21|you.

725 57 20
                                    

Annabel Lee.

Kapıyı sessiz bir şekilde kapatıp,kilitledim. Saat neredeyse gece yarısıydı ve ben Harry'nin yanından anca gelebilmiştim. Bizimkilerin uyuduğunu düşünerek sessiz bir şekilde hareket ediyordum. Aslında Harry'nin yanından daha önce hiç bu kadar geç gelmemiştim eve fakat önümüzdeki günlerin tatil oluşu ve konuşmamız gereken bir takım konular olunca eve gelmem bu saati bulmuştu.

Karanlık antreden güçlükle geçtikten sonra bu karanlıkta merdivenlerden çıkamayacağımı anlayıp telefonumun el fenerini yaktım. Bir kaç gıcırtı dışında oldukça sessiz bir şekilde odamın önüne gelebilmiştim. Odama girdikten sonra aynı yavaşlıkla kapıyı kapattım ve ne zamandır tuttuğumu bilmediğim nefesimi bıraktım.

"Annabel?"

Hesaba katmayı unuttuğum bir şey vardı.

Telefonumun ışığını yatağıma tuttuğumda,bunu fark ettim. Annem odamdaydı.

"Anne?" Telefonumu kapatarak odamın ışığını açtım.

"Şey-Harry ile konuşmaya dalmışım,üzgünüm."

"Biliyorum,bebeğim. Pencereden sizi gördüm. Sorun yok."

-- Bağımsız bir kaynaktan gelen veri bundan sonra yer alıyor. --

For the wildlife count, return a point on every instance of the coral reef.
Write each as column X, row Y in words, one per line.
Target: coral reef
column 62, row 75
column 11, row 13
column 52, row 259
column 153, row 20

Her ne kadar annemin bizi izlemesine kızmış olsamda anlatacağı başka şeyler olduğunu hissettiğimden dolayı bunu göz ardı etmiştim. Genellikle annem önemli bir şey konuşacağı zamanlar Isabella'nın uyumasını bekler ve odama gelirdi.

"Pekala."

Üzerimdeki hırkayı çıkartıp sandalyemin üzerine attım. Bileğimdeki tokayı çıkartıp saçlarımı toplarken annemin yatakta bıraktığı boşluğa oturdum ve devam ettim. "Seni dinliyorum."

"Nasıl anladın?"

"Genellikle benimle özel bir şeyler konuşmak istediğinde odama geliyorsun ve şimdi de burda olduğuna göre anlamam çokta uzun sürmedi." Tebessümle konuşmuştum.

"Onu söylemiyorum,Anna. Erick'i,Erick'in varlığını nasıl tahmin ettin? Ben oldukça dikkatli davranmaya çalışıyordum halbuki."
Anladım dercesine kafamı salladım.

Annem onun sevgilisini daha önceden hissettiğimi anlamıştı. Aslında bu zor bir şey değildi. Gizli gizli telefonla konuşmalar,telefonun ekranına bakarken sürekli yüzünde oluşan tebessüm,bakımlı halleriyle kendini fazlasıyla ele veriyordu annem.

"Liseli aşıklar gibiydin." Annemin yüzünde oluşan alaylı gülümsemeyle devam ettim.

"Telefonda sürekli birisiyle konuşuyordun ve konuştuğun kişinin bir arkadaş olduğunu söyleyip duruyordun. Ben sadece tahmin etmiştim fakat üzerinde çok durmamıştım yani en azından bu sabaha kadar." Sesim sonlara doğru kısılmıştı.

Aklıma yine Erick'in hissettirdiği garip hisler geldi ve bu tüylerimin ürpermesine neden oldu.

"Biraz ani oldu farkındayım ama Erick sizinle tanışmayı çok istedi." Yatakta biraz kayarak yanıma yaklaştı ve boşta olan elimi tuttu annem. "Ve tabii bende sizi tanıştırmayı düşünüyordum."

"Ve bu gün tanışmış olduk." sitemkar bir ses tonuyla devam ettim. Bu annemi üzüyordu belki ama elimden bir şey gelmiyordu. Erick'e karşı olan hislerim normale dönene kadar böyle devam edecekti sanırım.

"Sen sanırım Erick'i sevemedin?"

"Onu sevebilecek kadar onu tanımıyorum. Ve sanırım sadece bazı şeyler çok garip geliyor."